Representaram a Defesa Agropecuária do Estado de São Paulo, órgão da Secretaria de Agricultura e Abastecimento (SAA), os engenheiros agrônomos Mariléia Regina Ferreira, gerente do Programa Estadual de Pragas Quarentenárias e Marco Antonio Basseto, chefe de Departamento da Regional de Araçatuba.
Basseto (à dir.), foi um dos representantes da Defesa Agropecuária durante atividade
A Vassoura-de-Bruxa, que provoca a formação de brotações anormais (vassouras) e a redução da produtividade, tem se espalhado rapidamente no Estado do Amapá, onde foi inicialmente identificada no país. A doença representa uma ameaça significativa para a produção de mandioca, com impactos econômicos, sociais e ambientais que podem se agravar caso medidas eficazes de controle não sejam implementadas.
“A caravana educativa sobre a Vassoura-de-Bruxa da mandioca apresentou uma programação rica em conhecimento, informações e ações práticas importantes com a participação de profissionais que estão lidando diretamente com a contingência e a vigilância da praga”, destacou Mariléia.

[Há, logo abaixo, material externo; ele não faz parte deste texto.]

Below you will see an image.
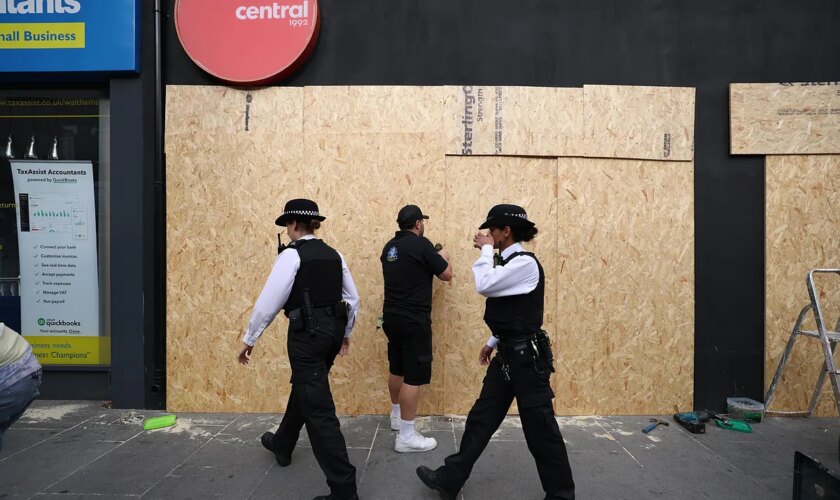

Mariléia (à esq.) participou de ações práticas envolvendo educação sanitária junto à comunidade
No conteúdo programático da Caravana foram abordados metodologias participativas e técnicas para facilitação, a situação atual da doença em território brasileiro e as necessidades de pesquisa e práticas em instituições locais e comunidades com diferentes públicos-alvo.
“Foi uma oportunidade para que o serviço de defesa nivelasse os conhecimentos a nível federal e também estadual para um eventual enfrentamento da praga no território paulista”, disse Basseto.
Sobre a caravana
A caravana faz parte do Programa Nacional de Educação Sanitária em Defesa Agropecuária (Proesa), que está inserido no Sistema Unificado de Atenção à Sanidade Agropecuária (Suasa) e é coordenado pela Secretaria de Defesa Agropecuária do MAPA.
As principais características das caravanas são: atuação integrada com outras instituições; uso de metodologias ativas participativas nas ações de educação; uso da comunicação de massa durante as atividades; formação de facilitadores; e avaliação das atividades.